E’ stata depositata in cancelleria la seguente relazione:
<<1.-Con la sentenza impugnata la Corte di appello di Ancona ha rigettato l'appello, proposto da Marzia Paolucci nei confronti dell'E.R.A.P. della Provincia di Ancona avverso la sentenza del Tribunale di Ancona — sezione distaccata di Jesi. La Corte d'Appello, nel confermare il rigetto della domanda avanzata dalla Paolucci per l'accertamento del suo diritto a subentrare nella locazione dell'alloggio popolare in origine assegnato alla zia Giuseppina Solfanelli, ha ritenuto che l'attrice non avesse dimostrato il proprio diritto perché la situazione di bisogno dell'assegnataria, che necessitava di assistenza sanitaria -costituente requisito per l'ampliamento stabile del nucleo familiare dell'assegnatario- non era stata certificata da una struttura sanitaria pubblica. In particolare, ha affermato che «nel caso di specie ... nessuna documentazione medica di alcun tipo è stata né esibita all'ente gestore degli alloggi né prodotta nel corso del giudizio». }la rigettato il gravame, condannando l'appellante al pagamento delle spese in favore dell'ente appellato. Per la cassazione di tale pronunzia la Paolucci ha proposto ricorso affidato ad un motivo.
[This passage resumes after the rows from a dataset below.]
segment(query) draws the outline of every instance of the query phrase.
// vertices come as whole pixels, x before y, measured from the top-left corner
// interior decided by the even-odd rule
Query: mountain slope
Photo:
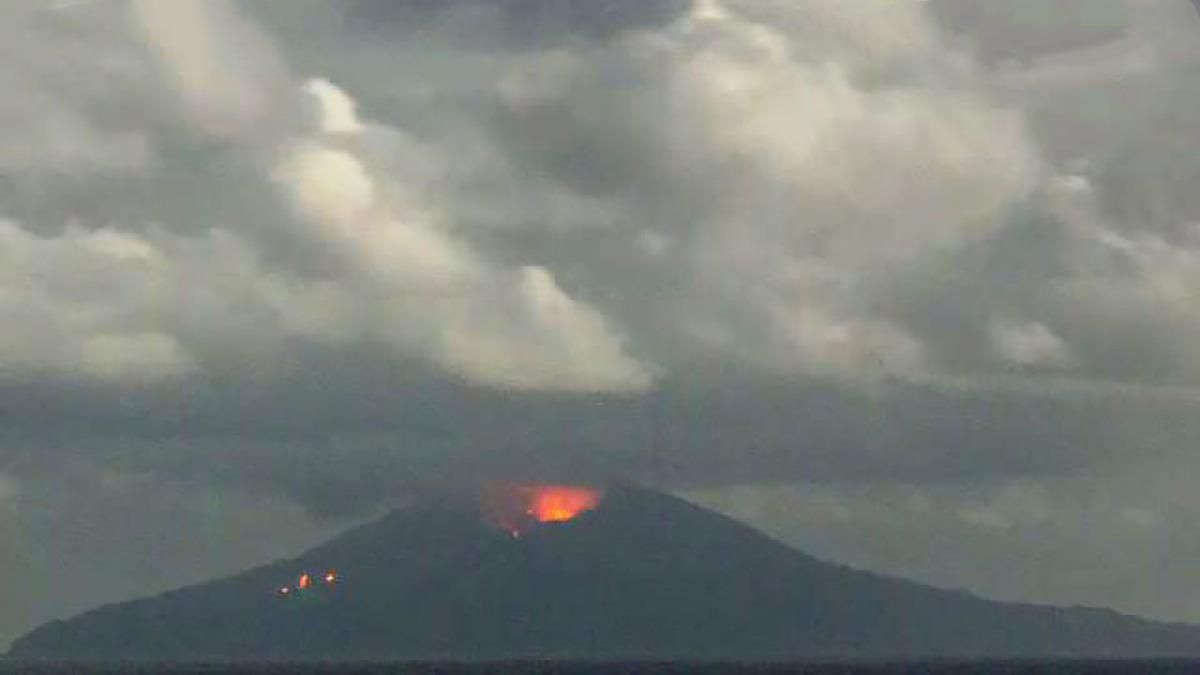
[[[280,596],[300,571],[334,585]],[[1200,628],[986,602],[817,561],[674,497],[608,491],[520,538],[467,503],[394,512],[298,558],[101,608],[19,658],[1194,656]]]

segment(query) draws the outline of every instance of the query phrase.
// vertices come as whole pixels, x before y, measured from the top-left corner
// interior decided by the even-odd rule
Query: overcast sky
[[[494,477],[1200,622],[1188,0],[7,0],[0,90],[0,643]]]

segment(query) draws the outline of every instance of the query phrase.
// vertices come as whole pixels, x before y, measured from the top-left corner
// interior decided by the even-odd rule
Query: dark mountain
[[[280,593],[305,571],[308,589]],[[336,571],[334,584],[320,578],[326,571]],[[1196,655],[1196,627],[1001,604],[857,572],[632,488],[611,489],[594,510],[518,538],[470,503],[416,504],[294,560],[52,622],[10,652],[22,659]]]

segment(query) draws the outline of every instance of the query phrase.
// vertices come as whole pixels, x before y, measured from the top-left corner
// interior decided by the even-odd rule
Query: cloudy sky
[[[0,643],[637,480],[1200,621],[1187,0],[7,0]]]

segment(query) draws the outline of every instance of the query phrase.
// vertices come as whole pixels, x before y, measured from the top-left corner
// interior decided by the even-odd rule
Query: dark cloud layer
[[[923,539],[1066,565],[1090,509],[1080,545],[1175,556],[1186,496],[1094,495],[1175,485],[1200,431],[1186,2],[2,13],[0,510],[7,562],[49,561],[2,634],[499,476],[689,490],[932,581],[986,575]],[[173,572],[96,592],[142,536]],[[1183,616],[1028,573],[988,587]]]

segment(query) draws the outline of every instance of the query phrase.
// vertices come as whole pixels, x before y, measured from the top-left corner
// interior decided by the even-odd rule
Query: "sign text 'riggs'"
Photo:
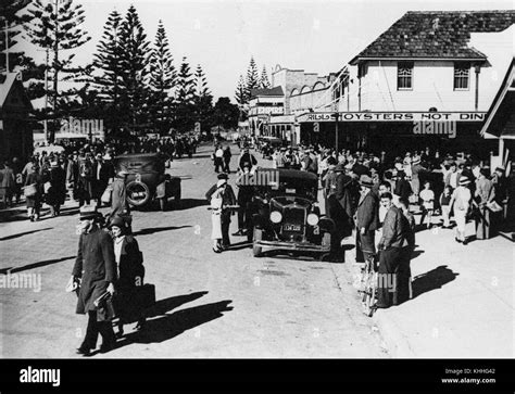
[[[335,122],[335,113],[299,115],[298,122]],[[338,122],[483,122],[483,112],[340,112]]]

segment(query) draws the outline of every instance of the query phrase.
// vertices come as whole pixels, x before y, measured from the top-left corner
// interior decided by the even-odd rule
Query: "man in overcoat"
[[[400,303],[398,293],[399,269],[403,257],[402,247],[405,227],[403,226],[403,213],[393,205],[392,201],[391,193],[381,194],[381,205],[388,208],[388,212],[382,224],[382,237],[379,241],[379,284],[376,304],[378,308],[388,308]]]
[[[98,226],[101,217],[96,209],[85,207],[80,212],[80,238],[72,280],[80,281],[77,314],[88,315],[86,336],[77,353],[88,356],[97,347],[98,335],[102,336],[100,352],[111,351],[116,342],[110,316],[104,304],[95,301],[105,292],[114,293],[116,263],[111,236]]]
[[[379,228],[379,203],[372,192],[373,186],[374,183],[368,175],[361,176],[361,196],[355,214],[356,251],[363,252],[365,260],[374,259],[376,254],[375,234]],[[359,253],[356,253],[356,256],[359,256]]]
L'ente intimato non si è difeso. 2.- Con l'unico motivo si deduce violazione e falsa applicazione delle norme di cui all'art. 20 septies della legge regionale n. 36 del 2005 e degli artt. 115 e 116 cod. proc. civ., dunque violazione dell'art. 360 n. 3 e n. 5 cod. proc. civ. Il motivo si articola in due differenti censure. Con la prima, la ricorrente sostiene che la situazione di invalidità della signora Solfanelli sarebbe stato un «dato certo ed incontestato posto che l'ERAP, costituendosi in giudizio ... non ha mai contestato la circostanza dello stato di invalidità totale della sig.ra Solfanelli Giuseppina, né ha improntato la sua difesa su circostanze o argomentazioni incompatibili con il suo disconoscimento». Pertanto, la circostanza si sarebbe dovuta ritenere pacifica ed acquisita agli atti del processo. Aggiunge che «la documentazione riferita all'invalidità dell'originaria assegnataria>>sarebbe stata depositata «agli atti dell’Ente». Questi
elementi non sarebbero stati considerati dalla Corte territoriale che ha unicamente considerato
«l’asserita necessità di certificazione medica al riguardo».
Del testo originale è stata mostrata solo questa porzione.